From: VDJdb in the pandemic era: a compendium of T cell receptors specific for SARS-CoV-2

a, General pipeline used to acquire and store COVID-19 TCR specificity data. SARS-CoV-2 epitopes of interest are selected and used to construct MHC multimers, which are in turn used to enrich T cells and select T cells specific to a given epitope; those T cells are then subjected to a conventional TCR repertoire sequencing procedure (part 1). The data on TCR receptor sequences and their cognate epitopes is acquired independently by proficient laboratories around the globe; pie chart sizes reflect the number of TCR specificity records, with chart colors representing distinct epitopes (part 2).
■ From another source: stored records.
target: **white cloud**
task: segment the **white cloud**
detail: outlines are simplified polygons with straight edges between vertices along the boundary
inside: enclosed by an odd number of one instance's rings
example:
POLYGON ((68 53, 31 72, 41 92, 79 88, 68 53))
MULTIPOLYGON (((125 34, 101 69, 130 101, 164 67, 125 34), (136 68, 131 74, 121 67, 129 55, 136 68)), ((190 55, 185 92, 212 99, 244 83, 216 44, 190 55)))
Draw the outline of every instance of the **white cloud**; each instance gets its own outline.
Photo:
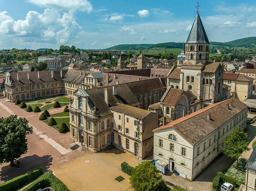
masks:
POLYGON ((245 27, 252 28, 256 27, 256 22, 254 21, 252 22, 248 22, 246 23, 245 27))
POLYGON ((146 9, 140 10, 137 13, 140 17, 147 17, 149 16, 149 12, 146 9))
POLYGON ((46 8, 58 10, 80 10, 91 12, 93 10, 91 2, 87 0, 27 0, 29 2, 46 8))
POLYGON ((159 31, 159 32, 160 33, 171 33, 172 32, 176 32, 176 30, 173 29, 171 29, 171 30, 166 29, 164 31, 160 30, 159 31))

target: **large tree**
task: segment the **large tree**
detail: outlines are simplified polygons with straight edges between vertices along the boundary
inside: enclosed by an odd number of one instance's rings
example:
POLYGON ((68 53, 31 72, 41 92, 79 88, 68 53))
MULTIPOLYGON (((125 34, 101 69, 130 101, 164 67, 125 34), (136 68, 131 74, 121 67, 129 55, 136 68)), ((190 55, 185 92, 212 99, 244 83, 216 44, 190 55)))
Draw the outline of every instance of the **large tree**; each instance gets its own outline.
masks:
POLYGON ((247 133, 239 127, 228 135, 227 139, 224 141, 225 146, 222 149, 224 154, 230 157, 236 157, 237 166, 238 165, 238 158, 243 152, 250 149, 248 147, 249 139, 247 133))
POLYGON ((0 118, 0 163, 11 162, 27 153, 28 144, 26 135, 33 132, 25 118, 12 115, 0 118))
POLYGON ((145 160, 132 170, 130 183, 135 190, 157 190, 162 182, 159 172, 149 161, 145 160))

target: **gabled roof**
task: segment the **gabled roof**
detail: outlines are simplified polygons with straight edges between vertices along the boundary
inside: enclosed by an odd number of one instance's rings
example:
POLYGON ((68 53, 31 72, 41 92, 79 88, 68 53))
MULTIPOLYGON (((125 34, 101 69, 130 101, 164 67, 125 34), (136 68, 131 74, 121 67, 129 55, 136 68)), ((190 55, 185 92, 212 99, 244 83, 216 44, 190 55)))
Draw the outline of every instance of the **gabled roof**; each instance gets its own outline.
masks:
POLYGON ((186 43, 208 43, 210 44, 206 32, 198 13, 195 17, 192 28, 186 43))

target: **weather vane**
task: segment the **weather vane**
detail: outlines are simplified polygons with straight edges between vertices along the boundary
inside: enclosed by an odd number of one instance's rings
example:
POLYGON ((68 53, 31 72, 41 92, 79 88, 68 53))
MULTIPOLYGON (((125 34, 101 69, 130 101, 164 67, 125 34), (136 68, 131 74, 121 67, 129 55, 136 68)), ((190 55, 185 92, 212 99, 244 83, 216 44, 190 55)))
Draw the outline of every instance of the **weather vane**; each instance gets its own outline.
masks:
POLYGON ((197 12, 198 12, 198 8, 199 7, 201 7, 201 5, 198 5, 198 1, 197 2, 197 6, 195 6, 195 7, 197 7, 197 12))

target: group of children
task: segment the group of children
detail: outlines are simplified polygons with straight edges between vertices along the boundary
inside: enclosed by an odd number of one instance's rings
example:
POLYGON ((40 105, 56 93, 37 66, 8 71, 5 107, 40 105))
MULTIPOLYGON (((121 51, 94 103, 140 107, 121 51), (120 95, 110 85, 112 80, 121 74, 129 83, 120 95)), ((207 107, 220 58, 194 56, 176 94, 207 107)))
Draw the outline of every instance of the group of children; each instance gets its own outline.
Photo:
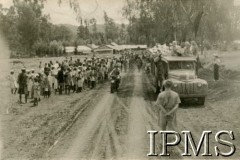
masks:
POLYGON ((19 101, 22 102, 22 95, 27 100, 33 99, 34 106, 38 105, 40 97, 49 98, 52 93, 79 93, 83 89, 93 89, 97 83, 103 83, 108 79, 109 73, 115 66, 126 71, 129 65, 128 56, 122 55, 119 58, 85 58, 73 60, 72 57, 65 58, 62 62, 39 63, 38 71, 26 70, 15 78, 11 70, 9 76, 11 93, 19 93, 19 101))

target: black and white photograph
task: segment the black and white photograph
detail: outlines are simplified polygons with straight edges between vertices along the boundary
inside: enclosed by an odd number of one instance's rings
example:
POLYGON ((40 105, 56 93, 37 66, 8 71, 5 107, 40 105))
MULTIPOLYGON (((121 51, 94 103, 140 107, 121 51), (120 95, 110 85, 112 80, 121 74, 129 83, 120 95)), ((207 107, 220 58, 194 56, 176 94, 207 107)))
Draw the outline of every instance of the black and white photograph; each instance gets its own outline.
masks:
POLYGON ((240 0, 0 0, 0 159, 240 159, 240 0))

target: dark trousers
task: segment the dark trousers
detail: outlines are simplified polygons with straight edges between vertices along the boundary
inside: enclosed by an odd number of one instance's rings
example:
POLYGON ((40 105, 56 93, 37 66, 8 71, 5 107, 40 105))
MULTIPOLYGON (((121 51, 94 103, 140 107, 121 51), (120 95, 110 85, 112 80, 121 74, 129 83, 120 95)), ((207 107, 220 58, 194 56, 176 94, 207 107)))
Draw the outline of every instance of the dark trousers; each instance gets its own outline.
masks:
POLYGON ((59 83, 59 94, 62 94, 64 83, 59 83))
POLYGON ((217 81, 219 80, 219 65, 214 64, 213 66, 213 74, 214 74, 214 80, 217 81))
POLYGON ((96 81, 91 81, 91 88, 95 88, 96 87, 96 81))

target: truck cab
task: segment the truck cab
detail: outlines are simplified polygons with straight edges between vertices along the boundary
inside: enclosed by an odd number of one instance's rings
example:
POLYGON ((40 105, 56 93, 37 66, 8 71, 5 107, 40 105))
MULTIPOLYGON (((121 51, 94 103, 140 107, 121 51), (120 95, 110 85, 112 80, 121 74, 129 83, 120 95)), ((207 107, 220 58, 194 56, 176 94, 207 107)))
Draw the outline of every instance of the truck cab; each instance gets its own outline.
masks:
POLYGON ((172 80, 172 90, 177 92, 180 98, 197 98, 199 104, 204 105, 208 83, 198 78, 196 62, 193 56, 163 56, 164 78, 172 80))

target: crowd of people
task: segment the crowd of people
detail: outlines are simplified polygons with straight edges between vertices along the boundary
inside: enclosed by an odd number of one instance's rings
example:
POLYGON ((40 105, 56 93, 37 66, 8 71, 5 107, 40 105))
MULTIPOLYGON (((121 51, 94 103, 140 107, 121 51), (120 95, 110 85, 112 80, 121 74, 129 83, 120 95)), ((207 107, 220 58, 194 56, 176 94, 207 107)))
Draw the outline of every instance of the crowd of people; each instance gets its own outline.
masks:
POLYGON ((25 103, 31 99, 34 105, 38 105, 41 96, 49 98, 51 94, 80 93, 83 90, 94 89, 96 84, 104 83, 109 75, 119 72, 127 72, 132 68, 131 57, 133 53, 124 52, 118 57, 104 57, 76 59, 66 57, 61 62, 49 61, 39 63, 38 69, 21 69, 18 77, 11 70, 9 76, 11 93, 19 94, 19 103, 25 103))

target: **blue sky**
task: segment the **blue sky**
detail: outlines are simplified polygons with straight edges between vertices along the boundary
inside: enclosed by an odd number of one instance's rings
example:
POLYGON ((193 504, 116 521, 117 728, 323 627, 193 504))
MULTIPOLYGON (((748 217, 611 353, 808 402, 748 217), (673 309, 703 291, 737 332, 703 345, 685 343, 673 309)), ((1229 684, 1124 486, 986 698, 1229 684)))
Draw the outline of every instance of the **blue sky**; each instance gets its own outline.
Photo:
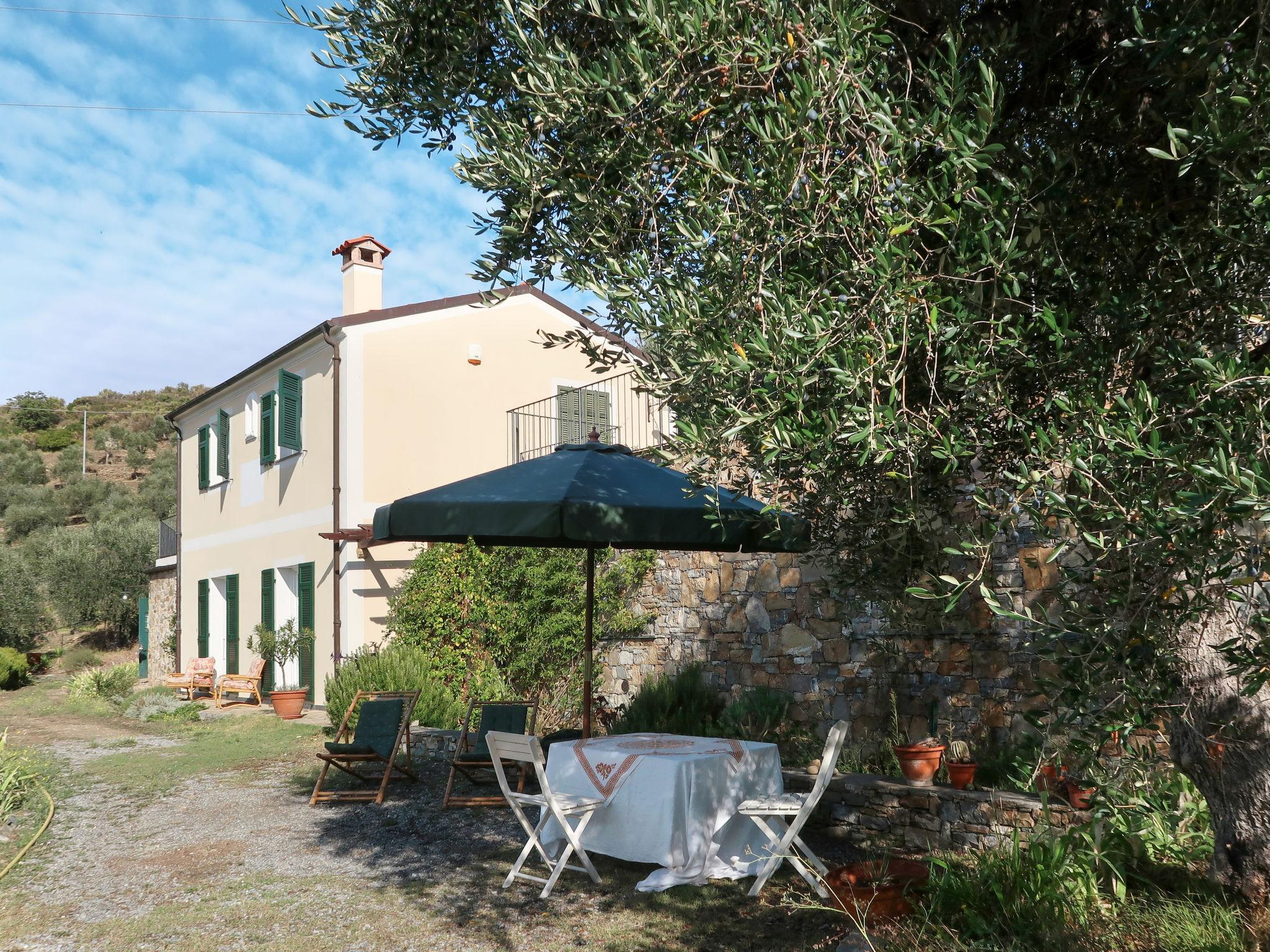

Data is processed, curated and stored in the VDJdb, which provides means to browse the COVID-19 compendium and annotate novel TCR sequences of unknown specificity (part 3). Maps are adapted (see https://github.com/antigenomics/vdjdb-db/blob/master/summary/vdjdb_summary.Rmd for code) from open-source R package “maps” released under GPL-2 license (https://CRAN.R-project.org/package=maps), copyright 2015–2022 VDJdb Developers and reproduced with permission of VDJdb Developers. b, Numbers of TCR specificity records for SARS-CoV-2 epitopes presented by various HLAs. Correspondence is shown using an alluvial plot with bands colored by epitopes. First three letters are used to code epitopes; only epitopes with ≥10 records are shown; band widths represent log-scaled number of records. c, Comparing TCR repertoires specific for the HLA-A*02-restricted YLQ epitope from SARS-CoV-2 obtained by different laboratories using sequence similarity map, with each dot representing a unique CDR3 sequence (top). Dot locations are based on CDR3 sequence similarity graphs generated using the TCRNET algorithm (see Supplementary Methods). Each dot is colored according to the parental dataset (key). Large red dots represent CDR3 sequences that were identified in multiple datasets. Left, TCR α chains; right, TCR β chains. Labels highlight TCRs that were successfully used to refold TCR–peptide–MHC complexes6. Sequence motif logos for clusters from the similarity map are shown below. Two recurring motifs each, CVVNXXDKIIF and CVVNXXDDMRF for TCRα and CAS-NTGELFF and CASSXDIEAFF for TCRβ, were shared among datasets (“Multi-lab” means shared across all laboratories).